There is a possibility we may be entering a flu season with a higher level of susceptibility than usual, according to Matt Browning, MD, Chief Medical Officer for Urgent Team Family of Urgent Care & Walk-in Centers. “With mask mandates and social distancing now less prevalent, there still is the possibility of contracting both flu and COVID-19,” Browning explained.
“Also, in a normal season when a person recovers from a seasonal influenza infection, they retain some level of immunity that protects them in the future for a period of time,” Browning explained. “Because of the low flu virus activity during the past few years, adult immunity (especially among those who were not vaccinated last season), will now depend on exposure to viruses two or more seasons earlier.”
As healthcare providers prepare to see more flu cases this season, the Urgent Team Family of Urgent Care & Walk-in Centers are ready with the 2022-2023 flu vaccine for the influenza A strains (H3N2 and H1N1), and influenza B strains (Victoria and Yamagata).
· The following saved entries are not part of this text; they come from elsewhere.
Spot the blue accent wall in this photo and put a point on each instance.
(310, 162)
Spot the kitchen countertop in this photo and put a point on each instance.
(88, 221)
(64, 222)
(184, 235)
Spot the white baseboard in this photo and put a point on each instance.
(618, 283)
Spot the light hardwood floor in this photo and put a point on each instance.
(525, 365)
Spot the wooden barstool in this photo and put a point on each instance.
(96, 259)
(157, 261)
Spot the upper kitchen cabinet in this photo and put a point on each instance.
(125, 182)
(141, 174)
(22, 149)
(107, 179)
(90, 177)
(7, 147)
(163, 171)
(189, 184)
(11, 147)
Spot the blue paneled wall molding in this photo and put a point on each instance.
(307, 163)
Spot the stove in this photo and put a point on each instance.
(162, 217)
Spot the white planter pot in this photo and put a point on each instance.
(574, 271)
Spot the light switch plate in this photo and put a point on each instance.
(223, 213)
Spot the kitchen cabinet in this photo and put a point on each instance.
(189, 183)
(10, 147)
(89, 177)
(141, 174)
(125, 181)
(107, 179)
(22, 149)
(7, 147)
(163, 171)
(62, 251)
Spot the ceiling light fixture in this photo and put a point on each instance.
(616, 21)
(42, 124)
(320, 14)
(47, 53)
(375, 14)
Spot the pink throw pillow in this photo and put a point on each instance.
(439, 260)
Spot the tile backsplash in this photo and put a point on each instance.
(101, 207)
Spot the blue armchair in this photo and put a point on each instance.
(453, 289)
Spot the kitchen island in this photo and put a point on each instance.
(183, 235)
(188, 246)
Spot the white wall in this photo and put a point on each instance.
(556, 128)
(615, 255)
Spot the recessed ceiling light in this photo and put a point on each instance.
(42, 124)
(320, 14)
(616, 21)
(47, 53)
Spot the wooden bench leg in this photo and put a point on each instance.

- Fluzone Standard Dose Quadrivalent: For ages 6 months and older. (First-time flu shot patients up to age 9 may require two separate doses one month apart.)
- Fluzone High-Dose Quadrivalent: For ages 65 and older.
“Although a flu vaccination is not a guarantee you won’t get flu, the vaccine has been shown to reduce the severity if you do catch flu, thus reducing the risk of hospitalization and even death,” Browning explained. According to the Centers for Disease Control and Prevention (CDC), September and October are the best times to get vaccinated to obtain immunity throughout flu season. “Also important to remember is that it takes two weeks after your shot to achieve full benefit.”
The CDC’s top reasons everyone ages 6 months and older should get a flu shot:
- Being vaccinated decreases your chances of getting flu by more than half.
- Even if you do catch the flu, a vaccination can make symptoms milder.
- Previous years’ flu shots do not count. The virus from previous years may not be the same as this year’s vaccination.
- By being vaccinated, you will slow the spread of flu virus to those around you.
The vaccination is covered by most insurance plans at no cost to the patient. Also, flu vaccines are generally free for anyone with Medicare Part B, employer health insurance or other insurance that conforms to the Affordable Care Act, as well as for many Medicaid beneficiaries. For patients without these forms of insurance, the cost is $30 for the Fluzone Standard Dose Quadrivalent and $75 for the Fluzone High-Dose Quadrivalent. It’s important to know that because flu and COVID-19 share many of the same symptoms, testing for both illnesses may be necessary, depending on symptoms.